Tank corps & RFC growing in importance; awareness of importance of these new weapons.

Significant improvements to tank technology & tactics in particular. Tanks employed en masse and with infantry filing behind to ‘mop up’.

Improvement of artillery; ‘Creeping Barrage’ made more effective by better communications & ‘106 fuse’ shells designed to explode horizontally.

Battle of Arras & Failure of Nivelle

Designed as a diversion to Nivelle’s upcoming offensive.

Element of surprise achieved with only short artillery bombardment preceding the attack. Artillery also far more effective.

Infantry approached German trenches through tunnels to minimize casualties.

Efficacy of ‘Combined Arms Tactics’ shown with effective use of tanks, infantry, artillery & planes together.

Limited territory won from Germans but battle achieved its purpose; lure German reinforcements away from Nivelle’s offensive.

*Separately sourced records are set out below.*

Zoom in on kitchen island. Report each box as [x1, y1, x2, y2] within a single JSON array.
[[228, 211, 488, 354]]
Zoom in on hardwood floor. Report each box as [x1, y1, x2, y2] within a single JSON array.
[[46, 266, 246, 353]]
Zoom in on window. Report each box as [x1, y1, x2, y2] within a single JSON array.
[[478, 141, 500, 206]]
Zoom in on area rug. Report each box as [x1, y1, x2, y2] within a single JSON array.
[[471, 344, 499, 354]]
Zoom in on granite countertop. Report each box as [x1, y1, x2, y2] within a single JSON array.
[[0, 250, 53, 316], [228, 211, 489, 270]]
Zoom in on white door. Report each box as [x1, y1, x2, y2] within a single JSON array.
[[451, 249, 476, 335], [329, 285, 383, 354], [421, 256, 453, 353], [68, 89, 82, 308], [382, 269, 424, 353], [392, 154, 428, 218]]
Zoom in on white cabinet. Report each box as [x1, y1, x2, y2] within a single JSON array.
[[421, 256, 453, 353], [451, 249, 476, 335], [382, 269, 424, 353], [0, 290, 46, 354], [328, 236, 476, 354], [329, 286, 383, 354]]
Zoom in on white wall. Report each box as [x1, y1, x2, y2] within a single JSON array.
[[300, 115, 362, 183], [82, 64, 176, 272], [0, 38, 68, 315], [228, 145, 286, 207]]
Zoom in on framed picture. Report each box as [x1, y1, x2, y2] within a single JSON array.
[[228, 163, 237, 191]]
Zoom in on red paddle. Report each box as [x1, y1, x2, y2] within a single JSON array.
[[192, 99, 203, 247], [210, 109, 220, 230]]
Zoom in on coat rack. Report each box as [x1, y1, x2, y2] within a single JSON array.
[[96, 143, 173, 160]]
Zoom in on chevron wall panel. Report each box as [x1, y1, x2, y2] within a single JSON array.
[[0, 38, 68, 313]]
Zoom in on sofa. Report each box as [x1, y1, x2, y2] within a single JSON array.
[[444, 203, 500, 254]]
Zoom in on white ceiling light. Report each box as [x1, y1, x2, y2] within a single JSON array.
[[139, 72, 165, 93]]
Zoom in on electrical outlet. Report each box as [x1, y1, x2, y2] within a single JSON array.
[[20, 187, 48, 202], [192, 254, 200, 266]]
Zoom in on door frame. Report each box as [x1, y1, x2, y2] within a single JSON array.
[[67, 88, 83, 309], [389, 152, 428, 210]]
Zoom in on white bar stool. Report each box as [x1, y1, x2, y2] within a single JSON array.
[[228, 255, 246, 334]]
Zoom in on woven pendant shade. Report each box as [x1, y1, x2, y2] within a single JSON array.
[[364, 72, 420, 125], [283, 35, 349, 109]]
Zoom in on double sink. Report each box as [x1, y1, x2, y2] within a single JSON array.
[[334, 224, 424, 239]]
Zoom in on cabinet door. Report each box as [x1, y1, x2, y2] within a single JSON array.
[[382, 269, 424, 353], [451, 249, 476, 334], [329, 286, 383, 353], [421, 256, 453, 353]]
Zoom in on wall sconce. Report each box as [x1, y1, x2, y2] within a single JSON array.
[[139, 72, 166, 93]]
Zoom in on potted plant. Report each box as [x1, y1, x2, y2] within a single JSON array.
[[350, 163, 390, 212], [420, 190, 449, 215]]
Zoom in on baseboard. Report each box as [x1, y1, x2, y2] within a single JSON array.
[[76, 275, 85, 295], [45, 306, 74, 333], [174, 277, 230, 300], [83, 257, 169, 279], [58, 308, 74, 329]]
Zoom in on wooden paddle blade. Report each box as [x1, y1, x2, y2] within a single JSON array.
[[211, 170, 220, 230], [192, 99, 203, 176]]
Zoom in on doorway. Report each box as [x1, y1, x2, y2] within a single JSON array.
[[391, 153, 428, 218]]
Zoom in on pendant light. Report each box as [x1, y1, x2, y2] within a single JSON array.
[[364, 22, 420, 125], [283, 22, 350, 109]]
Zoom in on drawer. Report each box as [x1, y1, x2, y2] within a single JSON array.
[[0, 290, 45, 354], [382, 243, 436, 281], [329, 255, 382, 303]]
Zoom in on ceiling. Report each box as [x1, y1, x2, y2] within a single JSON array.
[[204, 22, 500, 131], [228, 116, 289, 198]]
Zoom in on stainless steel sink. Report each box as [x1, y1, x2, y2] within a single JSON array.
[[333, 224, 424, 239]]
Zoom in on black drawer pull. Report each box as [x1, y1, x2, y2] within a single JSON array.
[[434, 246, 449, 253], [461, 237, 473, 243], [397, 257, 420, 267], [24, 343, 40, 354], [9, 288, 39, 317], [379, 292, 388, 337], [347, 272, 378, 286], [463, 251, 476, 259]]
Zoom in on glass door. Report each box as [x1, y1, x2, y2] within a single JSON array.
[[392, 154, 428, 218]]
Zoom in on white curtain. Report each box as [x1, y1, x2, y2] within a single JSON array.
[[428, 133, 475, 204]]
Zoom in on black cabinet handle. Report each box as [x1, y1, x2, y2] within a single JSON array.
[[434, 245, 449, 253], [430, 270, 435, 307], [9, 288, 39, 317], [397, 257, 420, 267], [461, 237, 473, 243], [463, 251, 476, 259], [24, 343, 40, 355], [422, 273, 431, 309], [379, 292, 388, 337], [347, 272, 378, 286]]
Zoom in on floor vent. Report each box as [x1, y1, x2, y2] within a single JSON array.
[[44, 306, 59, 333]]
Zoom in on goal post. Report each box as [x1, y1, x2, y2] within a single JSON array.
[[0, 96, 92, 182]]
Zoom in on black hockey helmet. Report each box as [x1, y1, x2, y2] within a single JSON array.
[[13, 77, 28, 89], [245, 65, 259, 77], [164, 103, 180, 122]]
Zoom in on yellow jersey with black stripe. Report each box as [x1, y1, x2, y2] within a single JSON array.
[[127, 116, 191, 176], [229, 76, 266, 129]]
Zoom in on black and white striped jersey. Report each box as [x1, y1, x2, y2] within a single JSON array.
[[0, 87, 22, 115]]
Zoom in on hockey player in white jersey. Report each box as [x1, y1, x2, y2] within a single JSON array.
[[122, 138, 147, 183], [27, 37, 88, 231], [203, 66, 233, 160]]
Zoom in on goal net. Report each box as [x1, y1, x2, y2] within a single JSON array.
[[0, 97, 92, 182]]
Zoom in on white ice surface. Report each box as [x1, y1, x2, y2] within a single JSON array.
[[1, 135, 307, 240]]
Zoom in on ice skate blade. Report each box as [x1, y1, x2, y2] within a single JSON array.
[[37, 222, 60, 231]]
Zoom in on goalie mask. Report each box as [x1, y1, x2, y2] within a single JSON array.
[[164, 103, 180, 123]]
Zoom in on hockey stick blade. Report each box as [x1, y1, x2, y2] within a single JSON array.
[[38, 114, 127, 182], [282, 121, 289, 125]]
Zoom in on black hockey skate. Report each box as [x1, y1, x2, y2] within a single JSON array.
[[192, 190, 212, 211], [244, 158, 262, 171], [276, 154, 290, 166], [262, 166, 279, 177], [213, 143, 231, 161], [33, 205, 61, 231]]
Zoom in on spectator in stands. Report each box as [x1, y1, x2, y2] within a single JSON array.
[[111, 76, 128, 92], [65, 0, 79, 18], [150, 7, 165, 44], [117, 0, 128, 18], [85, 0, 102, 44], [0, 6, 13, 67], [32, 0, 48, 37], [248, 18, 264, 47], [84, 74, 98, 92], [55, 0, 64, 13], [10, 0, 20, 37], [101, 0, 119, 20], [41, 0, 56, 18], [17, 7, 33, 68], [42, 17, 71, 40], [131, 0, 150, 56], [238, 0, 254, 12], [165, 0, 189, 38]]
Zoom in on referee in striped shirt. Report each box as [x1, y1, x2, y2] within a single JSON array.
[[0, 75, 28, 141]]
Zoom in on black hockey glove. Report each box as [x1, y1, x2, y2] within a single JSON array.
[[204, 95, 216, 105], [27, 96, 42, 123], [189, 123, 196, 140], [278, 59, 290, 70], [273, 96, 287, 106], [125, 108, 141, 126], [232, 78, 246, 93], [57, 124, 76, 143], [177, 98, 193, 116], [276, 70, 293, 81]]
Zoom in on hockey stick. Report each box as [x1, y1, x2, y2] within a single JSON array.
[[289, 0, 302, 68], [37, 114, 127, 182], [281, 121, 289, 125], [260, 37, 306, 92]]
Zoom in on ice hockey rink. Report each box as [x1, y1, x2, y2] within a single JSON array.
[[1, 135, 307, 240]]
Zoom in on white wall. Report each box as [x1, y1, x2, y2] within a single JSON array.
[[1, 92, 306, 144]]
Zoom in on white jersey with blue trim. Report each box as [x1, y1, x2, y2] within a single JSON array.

Nivelle’s offensive a huge failure, however; 30k French casualties for no gains almost led to complete mutiny in French army.

Battle of Passchendaele (Third Battle of Ypres)

Haig now returned to command of all British forces, after failure of Nivelle. Favoured another massive offensive on Western Front, near Ypres.

Lloyd George doubtful but Haig had support of Robertson and newly-formed War Policy Committee (basically revised war cabinet).

Fears about French quitting the war and Russian collapse on eastern front motivated British need for a decisive offensive.

Battle began in July 1917 with artillery bombardment 4 times as large as that of the Somme. Followed by ‘creeping barrage’ artillery fire.

British offensive hindered by boggy wet terrain & met by advanced German defences; concrete pillboxes & bunkers, reserves to counter-attack etc.

After 3 months and only 9km of territory gained, Haig called off attack. Ypres salient not secured & objectives not met.

250k British casualties & up to 400k German casualties. Lloyd George appalled once more by huge losses.